13. The method of claim 12, wherein communication is enabled and/or activated for a predetermined time window.

14. The method of claim 13, wherein the time window is established based on blood glucose concentration of the animal or based on a set of data obtained during a previous time period.

15. The method of any of claims 12 to 14, wherein the activation of the communication is performed on the glucose measuring device by generating a value of a blood glucose concentration within the glucose measuring device.

16. The method of any one of claims 12 to 14, wherein the glucose measuring device is a strip-based glucose measuring device.

17. The method of any of claims 12 to 14, wherein the second medical device is a continuous analyte sensor.

18. The method of any of claims 12 to 14, wherein the communication between the glucose measuring device and the second medical device is a wireless communication.

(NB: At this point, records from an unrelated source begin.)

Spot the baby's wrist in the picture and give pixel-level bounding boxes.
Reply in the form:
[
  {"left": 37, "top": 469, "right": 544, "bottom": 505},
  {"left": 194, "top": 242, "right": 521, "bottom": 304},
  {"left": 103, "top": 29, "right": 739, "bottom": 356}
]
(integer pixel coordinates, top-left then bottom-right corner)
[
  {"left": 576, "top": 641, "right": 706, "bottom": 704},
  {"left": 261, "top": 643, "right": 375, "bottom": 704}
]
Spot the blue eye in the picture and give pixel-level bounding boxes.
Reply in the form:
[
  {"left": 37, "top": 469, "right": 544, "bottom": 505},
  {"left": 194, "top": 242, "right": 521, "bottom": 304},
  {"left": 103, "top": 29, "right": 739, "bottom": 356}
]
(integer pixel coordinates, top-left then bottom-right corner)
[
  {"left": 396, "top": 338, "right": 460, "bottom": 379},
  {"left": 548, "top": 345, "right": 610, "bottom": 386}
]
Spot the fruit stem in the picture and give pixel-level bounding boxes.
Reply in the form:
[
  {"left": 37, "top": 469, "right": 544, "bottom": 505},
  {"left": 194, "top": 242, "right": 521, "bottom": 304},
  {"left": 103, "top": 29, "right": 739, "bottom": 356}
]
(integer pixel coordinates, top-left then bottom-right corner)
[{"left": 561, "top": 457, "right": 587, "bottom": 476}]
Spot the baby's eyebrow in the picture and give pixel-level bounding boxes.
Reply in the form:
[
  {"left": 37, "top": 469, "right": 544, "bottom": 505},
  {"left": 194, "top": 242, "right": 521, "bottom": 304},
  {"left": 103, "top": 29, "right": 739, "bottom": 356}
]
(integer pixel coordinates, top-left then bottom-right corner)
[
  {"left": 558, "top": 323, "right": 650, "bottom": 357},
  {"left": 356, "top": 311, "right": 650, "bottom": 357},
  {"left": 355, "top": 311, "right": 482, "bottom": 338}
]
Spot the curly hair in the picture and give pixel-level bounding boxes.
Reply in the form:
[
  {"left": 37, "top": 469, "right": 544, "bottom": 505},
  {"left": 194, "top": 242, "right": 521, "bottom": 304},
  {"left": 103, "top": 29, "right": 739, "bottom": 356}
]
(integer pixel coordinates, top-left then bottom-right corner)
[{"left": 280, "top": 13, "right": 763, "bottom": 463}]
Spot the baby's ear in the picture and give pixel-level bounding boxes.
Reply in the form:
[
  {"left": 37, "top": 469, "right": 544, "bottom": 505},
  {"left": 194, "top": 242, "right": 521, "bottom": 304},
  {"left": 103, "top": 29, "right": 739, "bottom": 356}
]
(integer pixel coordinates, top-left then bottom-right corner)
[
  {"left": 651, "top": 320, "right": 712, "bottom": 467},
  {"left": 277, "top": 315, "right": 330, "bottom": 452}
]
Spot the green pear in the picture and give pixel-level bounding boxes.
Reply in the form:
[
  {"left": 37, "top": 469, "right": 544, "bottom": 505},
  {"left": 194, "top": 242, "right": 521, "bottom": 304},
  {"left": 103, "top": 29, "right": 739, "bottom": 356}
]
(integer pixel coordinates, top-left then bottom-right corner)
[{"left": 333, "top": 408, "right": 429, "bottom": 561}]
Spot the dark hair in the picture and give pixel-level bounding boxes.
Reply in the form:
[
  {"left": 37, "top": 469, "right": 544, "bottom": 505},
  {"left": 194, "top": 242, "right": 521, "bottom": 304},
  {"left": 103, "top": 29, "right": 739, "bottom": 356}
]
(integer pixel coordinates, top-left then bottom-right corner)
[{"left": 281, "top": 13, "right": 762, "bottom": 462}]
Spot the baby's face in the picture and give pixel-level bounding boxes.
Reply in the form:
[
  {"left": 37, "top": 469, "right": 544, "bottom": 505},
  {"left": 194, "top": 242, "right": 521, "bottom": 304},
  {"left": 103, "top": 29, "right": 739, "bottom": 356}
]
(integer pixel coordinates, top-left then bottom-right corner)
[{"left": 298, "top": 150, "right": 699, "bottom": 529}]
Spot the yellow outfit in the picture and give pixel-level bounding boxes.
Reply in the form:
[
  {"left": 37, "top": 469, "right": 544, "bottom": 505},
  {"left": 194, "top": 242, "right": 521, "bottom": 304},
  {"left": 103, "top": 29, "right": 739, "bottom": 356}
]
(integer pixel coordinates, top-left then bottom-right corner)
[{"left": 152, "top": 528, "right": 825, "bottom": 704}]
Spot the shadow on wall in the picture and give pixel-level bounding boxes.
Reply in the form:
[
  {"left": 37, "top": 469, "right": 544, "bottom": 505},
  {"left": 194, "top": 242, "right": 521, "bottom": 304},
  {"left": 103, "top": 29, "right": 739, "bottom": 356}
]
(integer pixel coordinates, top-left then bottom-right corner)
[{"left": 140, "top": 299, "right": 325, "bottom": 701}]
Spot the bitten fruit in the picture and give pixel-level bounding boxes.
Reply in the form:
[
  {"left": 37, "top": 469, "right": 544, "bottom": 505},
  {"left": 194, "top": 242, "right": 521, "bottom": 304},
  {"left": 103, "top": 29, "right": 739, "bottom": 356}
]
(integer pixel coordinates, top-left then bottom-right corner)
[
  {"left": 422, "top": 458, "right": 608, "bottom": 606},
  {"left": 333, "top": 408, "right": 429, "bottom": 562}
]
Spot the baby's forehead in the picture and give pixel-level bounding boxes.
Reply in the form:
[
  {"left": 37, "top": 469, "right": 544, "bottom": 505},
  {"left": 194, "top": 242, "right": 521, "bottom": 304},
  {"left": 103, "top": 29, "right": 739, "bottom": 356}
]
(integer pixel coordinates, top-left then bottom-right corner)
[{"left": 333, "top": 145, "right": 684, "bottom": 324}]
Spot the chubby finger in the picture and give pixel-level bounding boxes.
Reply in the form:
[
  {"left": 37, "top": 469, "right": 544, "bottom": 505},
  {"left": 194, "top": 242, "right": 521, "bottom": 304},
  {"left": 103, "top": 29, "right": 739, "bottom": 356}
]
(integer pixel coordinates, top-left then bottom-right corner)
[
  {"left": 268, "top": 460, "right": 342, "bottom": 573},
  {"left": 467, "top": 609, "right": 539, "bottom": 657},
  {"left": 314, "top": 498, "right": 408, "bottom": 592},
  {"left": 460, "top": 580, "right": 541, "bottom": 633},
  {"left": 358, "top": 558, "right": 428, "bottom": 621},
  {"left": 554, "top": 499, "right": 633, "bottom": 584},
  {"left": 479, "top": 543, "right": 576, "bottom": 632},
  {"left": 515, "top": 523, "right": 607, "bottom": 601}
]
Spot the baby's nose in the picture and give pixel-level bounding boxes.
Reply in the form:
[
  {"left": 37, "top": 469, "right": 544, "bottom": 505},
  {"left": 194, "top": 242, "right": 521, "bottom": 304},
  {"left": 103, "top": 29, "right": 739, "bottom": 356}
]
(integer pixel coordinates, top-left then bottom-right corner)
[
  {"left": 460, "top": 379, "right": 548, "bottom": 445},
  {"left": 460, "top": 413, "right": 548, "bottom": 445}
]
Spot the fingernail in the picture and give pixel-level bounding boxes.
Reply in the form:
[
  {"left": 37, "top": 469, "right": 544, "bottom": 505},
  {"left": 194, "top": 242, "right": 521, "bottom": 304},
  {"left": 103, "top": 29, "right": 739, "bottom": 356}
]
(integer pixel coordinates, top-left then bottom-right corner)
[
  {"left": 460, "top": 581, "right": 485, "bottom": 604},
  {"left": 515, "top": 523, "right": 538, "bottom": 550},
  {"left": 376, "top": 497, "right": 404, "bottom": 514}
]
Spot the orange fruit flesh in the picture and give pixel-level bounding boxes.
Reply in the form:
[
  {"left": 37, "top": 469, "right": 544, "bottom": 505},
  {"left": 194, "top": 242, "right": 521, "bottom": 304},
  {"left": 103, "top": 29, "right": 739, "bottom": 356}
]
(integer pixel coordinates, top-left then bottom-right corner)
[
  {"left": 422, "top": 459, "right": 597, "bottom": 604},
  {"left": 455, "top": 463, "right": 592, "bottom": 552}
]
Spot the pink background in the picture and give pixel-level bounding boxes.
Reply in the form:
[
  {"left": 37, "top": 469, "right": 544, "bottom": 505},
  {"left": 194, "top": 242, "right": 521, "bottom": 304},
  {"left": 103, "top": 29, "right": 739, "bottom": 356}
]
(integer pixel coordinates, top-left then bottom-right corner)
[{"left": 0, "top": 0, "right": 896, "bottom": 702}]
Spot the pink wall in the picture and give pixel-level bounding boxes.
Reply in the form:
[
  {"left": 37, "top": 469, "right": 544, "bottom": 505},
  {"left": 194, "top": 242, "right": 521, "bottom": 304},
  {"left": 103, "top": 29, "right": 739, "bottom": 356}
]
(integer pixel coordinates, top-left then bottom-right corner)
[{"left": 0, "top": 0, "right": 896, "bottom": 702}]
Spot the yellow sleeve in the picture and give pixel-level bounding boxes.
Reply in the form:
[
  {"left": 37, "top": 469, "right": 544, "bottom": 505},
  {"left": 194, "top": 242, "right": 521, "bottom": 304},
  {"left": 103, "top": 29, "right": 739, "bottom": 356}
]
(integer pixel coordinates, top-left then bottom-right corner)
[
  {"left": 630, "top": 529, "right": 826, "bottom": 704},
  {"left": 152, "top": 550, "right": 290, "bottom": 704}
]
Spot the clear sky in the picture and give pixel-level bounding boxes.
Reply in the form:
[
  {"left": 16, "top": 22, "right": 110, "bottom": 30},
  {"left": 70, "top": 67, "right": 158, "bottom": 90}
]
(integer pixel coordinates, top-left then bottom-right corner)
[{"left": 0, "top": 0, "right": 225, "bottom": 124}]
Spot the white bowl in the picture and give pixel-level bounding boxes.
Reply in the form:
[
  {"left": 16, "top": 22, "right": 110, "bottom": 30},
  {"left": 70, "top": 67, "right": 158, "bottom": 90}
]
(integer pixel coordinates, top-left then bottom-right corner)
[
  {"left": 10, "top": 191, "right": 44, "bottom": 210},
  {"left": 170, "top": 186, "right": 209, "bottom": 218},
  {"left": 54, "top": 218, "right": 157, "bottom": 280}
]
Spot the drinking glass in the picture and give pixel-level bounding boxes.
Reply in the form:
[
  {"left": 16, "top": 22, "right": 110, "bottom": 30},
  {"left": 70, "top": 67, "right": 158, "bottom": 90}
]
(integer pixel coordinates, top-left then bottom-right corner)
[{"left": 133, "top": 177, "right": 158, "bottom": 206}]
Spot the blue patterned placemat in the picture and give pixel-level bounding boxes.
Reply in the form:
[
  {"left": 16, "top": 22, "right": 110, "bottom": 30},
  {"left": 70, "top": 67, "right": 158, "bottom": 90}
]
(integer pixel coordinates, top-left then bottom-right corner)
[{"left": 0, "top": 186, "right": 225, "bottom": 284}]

19. The method of any of claims 12 to 14, wherein the glucose measuring device receives data from a second medical device.

20. The method of any of claims 12 to 14, wherein the glucose measuring device sends instructions to the second medical device to at least partially control the second medical device.

21. The method of any of claims 12 to 14, wherein the second medical device is a continuous glucose sensor.

22. The method of any of claims 12 to 14, wherein the communication between the glucose measuring device and the second medical device is RF communication.